The lack of changes led the ACLU, its state chapter and the Mississippi Center for Justice to sue Secretary of State Michael Watson to broaden absentee voting to those with “underlying health conditions” that could make catching COVID-19 deadly. The Southern Poverty Law Center and Lawyers’ Committee for Civil Rights Under the Law filed similar litigation in federal court on behalf of some Mississippi voters, the League of Women Voters Mississippi and the Mississippi NAACP. 

Caren Short, senior staff attorney for the center, said requiring a vote “to notarize both their absentee application and ballot in the middle of a pandemic is clearly unnecessary when there are already protections in place that ensure the identity of the voter. It is our hope that in the coming days Mississippi officials will recognize this and offer relief for voters so that no one has to choose between participating in our democracy and protecting their health. If not, we’ve asked a federal court to intervene.”
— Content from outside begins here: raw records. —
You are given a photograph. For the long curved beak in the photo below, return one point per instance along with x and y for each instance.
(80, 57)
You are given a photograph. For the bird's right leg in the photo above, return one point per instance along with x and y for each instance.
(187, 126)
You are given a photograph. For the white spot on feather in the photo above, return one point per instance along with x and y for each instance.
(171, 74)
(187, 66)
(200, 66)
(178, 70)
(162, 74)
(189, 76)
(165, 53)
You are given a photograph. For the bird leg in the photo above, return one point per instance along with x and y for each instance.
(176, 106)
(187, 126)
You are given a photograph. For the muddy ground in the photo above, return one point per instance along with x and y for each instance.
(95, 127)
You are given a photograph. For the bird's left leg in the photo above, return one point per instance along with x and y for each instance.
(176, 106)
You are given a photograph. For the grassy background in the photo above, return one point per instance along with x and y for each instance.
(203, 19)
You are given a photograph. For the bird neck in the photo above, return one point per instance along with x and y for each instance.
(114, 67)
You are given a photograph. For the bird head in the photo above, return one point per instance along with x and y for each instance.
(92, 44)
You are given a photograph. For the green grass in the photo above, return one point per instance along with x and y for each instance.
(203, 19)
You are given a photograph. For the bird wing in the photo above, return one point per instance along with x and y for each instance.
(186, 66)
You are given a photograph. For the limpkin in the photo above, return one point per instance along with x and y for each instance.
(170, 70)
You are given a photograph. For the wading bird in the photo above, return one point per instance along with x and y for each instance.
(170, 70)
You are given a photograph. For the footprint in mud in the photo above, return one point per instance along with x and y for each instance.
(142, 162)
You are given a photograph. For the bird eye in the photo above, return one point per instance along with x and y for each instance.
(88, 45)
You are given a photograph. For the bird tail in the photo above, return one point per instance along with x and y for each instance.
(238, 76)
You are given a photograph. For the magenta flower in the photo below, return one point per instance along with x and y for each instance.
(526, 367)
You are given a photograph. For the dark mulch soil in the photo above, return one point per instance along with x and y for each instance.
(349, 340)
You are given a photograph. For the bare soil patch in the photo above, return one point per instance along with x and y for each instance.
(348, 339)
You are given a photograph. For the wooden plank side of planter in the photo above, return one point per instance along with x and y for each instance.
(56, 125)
Talbott still has her unmarked ballot and plans to get it signed at a free drive-through notary service in Jackson on Saturday, Oct. 17.

She said Mississippi officials have turned a simple process into something “extremely convoluted,” making absentee voting as difficult as possible, she said.

The consequences of such actions are the poor don’t have the same right to vote as those with means, she said. “I have the privilege to drive and go, but the people that need most to vote by mail are being disenfranchised. That’s the bottom line.”

Jerry Mitchell is an investigative reporter for the Mississippi Center for Investigative Reporting, a nonprofit news organization that is exposing wrongdoing, educating and empowering Mississippians, and raising up the next generation of investigative reporters. Sign up for MCIR’s newsletters here.

Email him at Jerry.Mitchell@MississippiCIR.org and follow him on Facebook, Twitter or Instagram.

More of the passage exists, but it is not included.